Friday, January 11, 2013

Loss...

I hate loss. It encompasses my every thought. A minute feels like a day and a day like a week and so on. In the moment it seems like it will never end.

The recent weeks have been from the longest weeks of my life. I would say I'm glad this one is over but I know Shabbos will be one of the longest shabbosim of my life. Who knows what next week will bring? My guess is continued pain.

I am not privy to updated information that I am needing badly. The lack of knowledge is eating me up. I wonder if it's bad news that is being kept from me. Then I wonder if hearing bad news is better than not hearing anything at all.

What can I fill the emptiness with? I don't know. I just wish I wasn't consistently teased by God. I wish I could have the strength to avoid complete loss by finding within myself a way to maintain some of what I had. I need it very badly. Why do I go to extremes?

Some of you know what it is I am struggling with. The others that don't, please forgive me for the cryptic nature of this post. I needed to write about this the best I could.

I've cried enough tears this week for a year, maybe 5 or 10. Why do I torture myself so?

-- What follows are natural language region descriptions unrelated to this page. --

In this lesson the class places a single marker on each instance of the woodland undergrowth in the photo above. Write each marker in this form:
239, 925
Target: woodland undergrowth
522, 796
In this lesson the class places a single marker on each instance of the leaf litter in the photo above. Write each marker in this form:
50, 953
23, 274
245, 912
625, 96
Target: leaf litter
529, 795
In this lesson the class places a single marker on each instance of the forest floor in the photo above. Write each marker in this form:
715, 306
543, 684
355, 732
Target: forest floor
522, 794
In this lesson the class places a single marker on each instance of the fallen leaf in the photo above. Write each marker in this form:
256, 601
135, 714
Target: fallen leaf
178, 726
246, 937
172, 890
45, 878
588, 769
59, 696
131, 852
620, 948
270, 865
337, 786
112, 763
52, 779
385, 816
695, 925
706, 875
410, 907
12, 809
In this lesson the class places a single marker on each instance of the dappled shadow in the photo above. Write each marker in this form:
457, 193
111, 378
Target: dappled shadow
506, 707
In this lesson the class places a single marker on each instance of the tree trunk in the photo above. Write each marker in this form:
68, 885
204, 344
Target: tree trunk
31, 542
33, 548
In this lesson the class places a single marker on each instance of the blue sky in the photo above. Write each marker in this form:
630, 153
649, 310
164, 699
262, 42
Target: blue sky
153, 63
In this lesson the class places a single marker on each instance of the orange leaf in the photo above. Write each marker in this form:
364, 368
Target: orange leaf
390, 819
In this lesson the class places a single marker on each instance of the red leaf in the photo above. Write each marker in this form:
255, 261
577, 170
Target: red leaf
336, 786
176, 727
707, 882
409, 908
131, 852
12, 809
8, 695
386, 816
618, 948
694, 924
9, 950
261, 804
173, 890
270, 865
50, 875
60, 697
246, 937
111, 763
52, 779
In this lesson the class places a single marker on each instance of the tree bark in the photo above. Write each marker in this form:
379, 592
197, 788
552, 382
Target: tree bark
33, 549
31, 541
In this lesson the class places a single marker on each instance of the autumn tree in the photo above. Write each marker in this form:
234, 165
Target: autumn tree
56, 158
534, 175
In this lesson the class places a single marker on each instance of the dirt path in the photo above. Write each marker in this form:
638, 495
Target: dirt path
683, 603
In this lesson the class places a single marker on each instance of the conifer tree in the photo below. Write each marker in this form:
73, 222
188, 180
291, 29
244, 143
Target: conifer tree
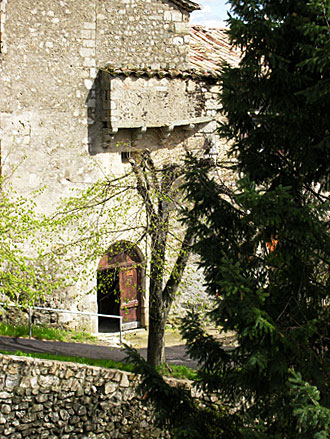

PS 01/12/13 11:30pm Shabbos has come and gone. It was actually really nice and relaxing. First time in a while. Went to all 3 tefillos which isn't common when I have the kids exclusively. I again focused and thought about what I was saying. I was expecting Motzei Shabbos to be rough because there is something I would wait for every Motzei Shabbos for the last number of months that I was confident I wouldn't get this week (and I was right). Some friends helped me through and I am doing really good. Have a great week everyone.